The spike, combined with an uptick at the start of 2017, has helped push the stock ahead of the broader market, and of rival Carnival (NYSE:CCL), over the past 12 months.
In a late January earnings release, Royal Caribbean announced that sales growth was flat. However, lower cruise expenses met with a decline in marketing costs to push operating income higher by 19%. "Our business continues to thrive," CEO Richard Fain trumpeted in the quarterly press release.

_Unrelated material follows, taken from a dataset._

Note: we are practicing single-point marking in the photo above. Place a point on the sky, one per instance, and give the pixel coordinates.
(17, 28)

What investors liked even better was the company's bullish outlook for 2017. Executives forecast an acceleration of net yield growth to 4.3% from 3.9%. Vacation bookings are at record levels, too, and that gives Fain and his team confidence that they can achieve $7 per share of earnings, up from $6.08 per share for fiscal 2016. Heading into the report, Wall Street analysts would have settled for closer to $6.78 per share.
Royal Caribbean is in a strong position heading into what management calls its "double-double" fiscal year. By that they mean the company should roughly double its earnings in 2017 compared to 2014 while pushing return on invested capital into double digits -- up from 5.9% that year.
Its latest profit improvement already puts it ahead of Carnival on that measure, and a 10% ROIC would allow it to overtake its bigger rival on that key metric soon. Of course, major risks remain, including spotty travel markets in places like Latin America and parts of Europe. Rising fuel prices could also sink earnings growth for all industry participants. But for now at least, Royal Caribbean is entering a new fiscal year with the wind at its back.